Elle était excessive, notre amitié. Nous nous laissions tomber sur le lit en
nous tenant par la main, enfonçant le nez dans les oreillers et soulevant des
tonnes de poussière, nous glissions sous la courtepointe en satin, dans des
draps qui avaient servi mais qui étaient devenus les nôtres. Que sentaient-
ils ?
Je m’arrête, mains levées au-dessus du clavier, je ferme les yeux pour
oublier le bureau, les murs bien rangés qui m’entourent, et retrouver les
rayons de lumière de cette chambre, cette brume poussiéreuse, comme la
neige en plastique dans les souvenirs, mon cœur qui chaque fois battait la
chamade.
Ça sentait les années.

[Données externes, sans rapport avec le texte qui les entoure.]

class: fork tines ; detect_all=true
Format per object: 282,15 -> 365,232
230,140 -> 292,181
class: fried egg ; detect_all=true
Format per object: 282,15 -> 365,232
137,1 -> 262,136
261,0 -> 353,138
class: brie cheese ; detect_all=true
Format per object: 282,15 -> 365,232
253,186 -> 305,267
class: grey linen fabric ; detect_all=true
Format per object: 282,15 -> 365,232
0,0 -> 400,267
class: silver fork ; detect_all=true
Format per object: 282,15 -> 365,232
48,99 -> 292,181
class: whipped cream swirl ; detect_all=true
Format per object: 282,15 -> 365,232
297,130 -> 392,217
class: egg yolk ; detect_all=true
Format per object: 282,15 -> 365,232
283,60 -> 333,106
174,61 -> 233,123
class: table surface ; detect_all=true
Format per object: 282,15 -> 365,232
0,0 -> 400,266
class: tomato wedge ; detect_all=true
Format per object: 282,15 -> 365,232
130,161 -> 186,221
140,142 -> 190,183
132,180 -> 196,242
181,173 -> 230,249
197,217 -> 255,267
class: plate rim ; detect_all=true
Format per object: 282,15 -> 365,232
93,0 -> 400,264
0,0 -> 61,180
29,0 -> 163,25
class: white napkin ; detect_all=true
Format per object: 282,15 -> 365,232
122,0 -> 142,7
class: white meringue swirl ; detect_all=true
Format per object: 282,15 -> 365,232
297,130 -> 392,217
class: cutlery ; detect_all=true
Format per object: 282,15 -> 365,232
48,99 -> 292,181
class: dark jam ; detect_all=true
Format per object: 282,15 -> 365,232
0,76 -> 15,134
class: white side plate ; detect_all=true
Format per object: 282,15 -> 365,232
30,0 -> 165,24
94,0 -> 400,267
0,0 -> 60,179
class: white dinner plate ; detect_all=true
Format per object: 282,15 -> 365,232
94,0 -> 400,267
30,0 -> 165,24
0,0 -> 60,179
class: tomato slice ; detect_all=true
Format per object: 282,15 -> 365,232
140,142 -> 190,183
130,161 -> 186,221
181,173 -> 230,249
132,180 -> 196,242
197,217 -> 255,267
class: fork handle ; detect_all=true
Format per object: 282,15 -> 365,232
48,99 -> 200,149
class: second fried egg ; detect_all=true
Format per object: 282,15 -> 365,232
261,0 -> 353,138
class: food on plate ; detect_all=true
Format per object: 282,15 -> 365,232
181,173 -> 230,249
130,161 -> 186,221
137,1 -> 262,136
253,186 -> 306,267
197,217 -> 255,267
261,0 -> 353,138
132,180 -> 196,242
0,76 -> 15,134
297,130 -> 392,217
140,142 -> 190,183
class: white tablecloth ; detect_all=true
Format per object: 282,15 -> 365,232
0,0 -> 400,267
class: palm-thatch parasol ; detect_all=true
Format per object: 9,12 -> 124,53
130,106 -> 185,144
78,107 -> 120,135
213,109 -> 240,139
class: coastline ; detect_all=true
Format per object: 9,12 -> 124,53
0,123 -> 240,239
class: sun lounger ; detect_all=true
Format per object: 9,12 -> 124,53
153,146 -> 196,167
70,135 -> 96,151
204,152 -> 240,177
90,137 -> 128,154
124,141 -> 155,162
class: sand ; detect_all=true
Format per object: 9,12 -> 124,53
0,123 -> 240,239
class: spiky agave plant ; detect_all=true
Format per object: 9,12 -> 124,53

Les spores entrées par les fissures, le pollen des
plantes, le moisi et d’antiques molécules d’adoucissant, la paix après la
dispute, l’amour ignoré des autres, le silence où s’en vont finir les choses, le
shampoing de Beatrice.
Nous nous enlaçâmes. Je glissai un genou entre ses jambes, elle la tête
entre mon épaule et mon menton. Nous aurions pu rester ainsi, fermées
l’une sur l’autre pour nous protéger de la brutalité du monde, pendant des
heures. C’était notre maison, au « numéro zéro, rue des Fous ». Là, tout
était juste. Parfois nous faisions nos devoirs, d’autres fois nous nous
endormions, parce que je restais tard devant l’ordinateur, et elle assise sur
une chaise, près du lit médicalisé de sa mère ; d’autres après-midi, je
préfère les laisser dans le secret, que la tendresse ou l’indécence de ces
moments vieillissent avec moi, se désagrègent avec moi, sans témoins.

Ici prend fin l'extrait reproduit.